RIP PlaysForSure
So you may have heard about Microsoft’s “Zune” initiative, which is a whole suite of media stuff — a line of players, software, a store — designed to take on Apple’s iTunes/iPod complex. And you may remember that Microsoft already has technology designed for this purpose, the PlaysForSure suite of protocols — the ones that they license to bunches of device manufacturers (iRiver, Creative, Toshiba, Dell) and services (URGE, Napster, Rhapsody, Yahoo). And it turns out that Zune doesn’t work with PlaysforSure.

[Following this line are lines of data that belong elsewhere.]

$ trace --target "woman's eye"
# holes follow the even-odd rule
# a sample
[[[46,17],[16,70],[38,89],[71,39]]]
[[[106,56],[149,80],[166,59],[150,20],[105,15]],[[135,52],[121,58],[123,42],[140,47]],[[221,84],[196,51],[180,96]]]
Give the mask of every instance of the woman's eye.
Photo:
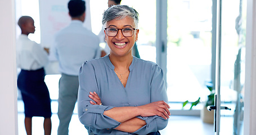
[[[115,32],[117,31],[117,30],[116,29],[114,29],[114,28],[110,28],[109,29],[109,31],[110,31],[111,32]]]

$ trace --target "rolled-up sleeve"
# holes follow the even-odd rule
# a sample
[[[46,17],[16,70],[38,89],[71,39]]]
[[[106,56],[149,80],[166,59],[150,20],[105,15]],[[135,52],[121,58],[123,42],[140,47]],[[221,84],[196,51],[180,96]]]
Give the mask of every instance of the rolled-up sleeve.
[[[168,102],[167,91],[164,84],[164,72],[157,65],[152,68],[152,76],[151,82],[151,102],[158,101],[164,101]],[[168,119],[159,116],[150,117],[137,116],[138,118],[144,120],[146,124],[138,129],[133,133],[138,134],[156,132],[163,129],[167,126]]]
[[[80,122],[86,127],[95,129],[114,129],[119,126],[120,123],[103,114],[114,106],[93,105],[89,102],[92,100],[88,96],[90,92],[99,93],[95,68],[91,63],[86,62],[83,64],[79,80],[78,107]]]

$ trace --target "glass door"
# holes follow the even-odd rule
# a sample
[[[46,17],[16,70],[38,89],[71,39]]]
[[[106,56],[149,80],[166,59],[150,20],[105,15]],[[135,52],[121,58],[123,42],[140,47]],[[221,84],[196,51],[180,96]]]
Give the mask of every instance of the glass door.
[[[215,134],[242,135],[246,1],[217,1],[220,34],[216,64]]]

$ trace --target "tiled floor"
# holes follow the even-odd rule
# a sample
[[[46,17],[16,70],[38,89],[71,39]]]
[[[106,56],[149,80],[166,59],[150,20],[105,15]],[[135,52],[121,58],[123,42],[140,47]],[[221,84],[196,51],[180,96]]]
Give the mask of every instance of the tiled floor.
[[[52,102],[52,134],[57,134],[57,129],[59,125],[59,119],[57,115],[57,101]],[[74,109],[69,127],[70,135],[87,135],[87,131],[80,123],[77,114],[77,109]],[[26,132],[24,124],[24,114],[23,113],[23,102],[18,101],[18,125],[19,134],[25,135]],[[32,119],[33,134],[43,135],[43,118],[34,117]],[[213,135],[213,125],[202,122],[199,116],[171,116],[169,119],[167,127],[160,131],[163,135]]]

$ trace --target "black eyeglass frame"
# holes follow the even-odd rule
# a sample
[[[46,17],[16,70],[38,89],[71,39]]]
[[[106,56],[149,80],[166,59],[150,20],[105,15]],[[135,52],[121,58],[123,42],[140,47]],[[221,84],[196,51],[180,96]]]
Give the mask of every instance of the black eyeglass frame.
[[[122,33],[122,34],[123,34],[123,35],[124,37],[132,37],[132,36],[133,36],[133,35],[134,35],[135,30],[137,30],[136,29],[135,29],[135,28],[122,28],[122,29],[118,29],[118,28],[112,28],[112,27],[105,28],[104,29],[105,29],[105,30],[106,30],[107,29],[108,29],[108,28],[115,29],[117,29],[117,30],[118,30],[118,31],[117,31],[118,32],[116,33],[116,34],[115,34],[115,35],[113,35],[113,36],[107,35],[107,33],[106,32],[106,34],[107,34],[107,36],[113,37],[116,36],[116,35],[118,34],[118,32],[119,32],[119,30],[121,30],[121,33]],[[123,34],[123,30],[123,30],[123,29],[127,29],[127,28],[133,29],[133,33],[132,33],[132,35],[131,35],[131,36],[124,36],[124,34]]]

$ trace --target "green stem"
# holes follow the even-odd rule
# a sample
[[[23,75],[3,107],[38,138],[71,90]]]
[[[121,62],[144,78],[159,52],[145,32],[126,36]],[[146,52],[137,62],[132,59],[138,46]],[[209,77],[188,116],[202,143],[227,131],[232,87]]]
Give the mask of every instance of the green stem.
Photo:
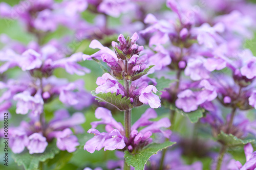
[[[216,170],[220,170],[221,167],[221,164],[222,163],[222,161],[223,160],[224,155],[226,153],[226,150],[227,150],[227,146],[223,145],[221,147],[221,151],[219,154],[218,156],[217,164],[216,166]]]
[[[124,111],[124,128],[125,129],[125,136],[129,139],[131,133],[131,118],[132,110],[131,109]]]
[[[232,109],[232,111],[231,112],[231,117],[229,122],[228,122],[228,126],[227,128],[227,133],[229,133],[231,128],[232,128],[232,126],[233,125],[233,120],[234,119],[234,115],[236,114],[236,110],[237,108],[236,107],[233,107]]]

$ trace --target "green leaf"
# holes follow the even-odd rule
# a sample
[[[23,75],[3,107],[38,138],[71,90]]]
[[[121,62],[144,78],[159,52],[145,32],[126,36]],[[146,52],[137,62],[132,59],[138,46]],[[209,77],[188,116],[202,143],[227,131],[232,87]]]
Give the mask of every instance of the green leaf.
[[[174,105],[170,106],[171,110],[174,110],[177,113],[181,114],[184,116],[187,117],[190,120],[191,123],[196,123],[198,122],[199,119],[203,116],[203,113],[205,110],[202,108],[199,108],[196,111],[186,113],[182,110],[179,109]]]
[[[222,131],[218,135],[216,140],[230,148],[243,145],[255,141],[253,139],[242,140],[231,134],[226,134]]]
[[[147,72],[148,72],[148,71],[150,70],[150,69],[153,67],[154,67],[154,66],[155,65],[152,65],[150,66],[148,68],[145,68],[143,71],[143,72],[140,72],[136,75],[132,76],[132,78],[131,78],[131,80],[132,81],[134,81],[140,78],[142,76],[146,75],[147,73]]]
[[[125,161],[129,165],[134,167],[135,170],[143,170],[146,161],[152,155],[156,154],[158,151],[170,147],[175,143],[176,142],[169,141],[162,143],[153,143],[148,144],[142,150],[135,154],[126,151],[124,152]]]
[[[160,91],[165,91],[164,89],[170,87],[170,84],[178,81],[178,80],[174,79],[170,80],[168,79],[165,79],[164,77],[162,77],[160,79],[156,79],[157,82],[157,85],[156,86],[158,91],[159,91],[159,94],[162,94]]]
[[[60,150],[55,144],[47,146],[46,150],[41,154],[31,155],[28,152],[18,154],[13,154],[12,157],[18,165],[23,165],[26,170],[38,169],[40,162],[45,162],[49,159],[52,159]]]
[[[113,94],[111,92],[107,93],[96,93],[95,91],[92,91],[92,94],[97,97],[96,99],[99,102],[105,102],[116,107],[121,111],[124,111],[129,109],[132,107],[130,103],[130,98],[122,98],[122,95],[116,95],[116,93]]]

Microsoft seems to be pretending that this isn’t the end of the road for PFS, but c’mon. They’re going to be spending hundreds of millions of dollars promoting and developing Zune, it’s a major strategic move for them, they’ve decided internally that PFS isn’t good enough for Zune, and they still want people to believe that PFS is in anything other than legacy support mode at this point? Nobody’s stupid enough to buy that.
The irritating thing is, this is a stupid move. Yeah, Apple is still dominating the market right now, but the PFS ecosystem is getting better on a daily basis, and in another six months to a year, it’d probably start making noticeable inroads to Apple’s marketshare; in five years, the combined weight of every non-Apple company in the world would likely be enough to make Apple a niche player. But no. Microsoft is determined to learn the wrongest lesson of all from Apple, that a closed system controlled end-to-end by one company with no point of integration for anyone else (except through a stupid “dock accessories” connector) is the way to go. It’s frustratingly wrong, and will only hurt consumers as they get their choice of walled gardens, with no way for clever and innovative companies to get their products in the mix.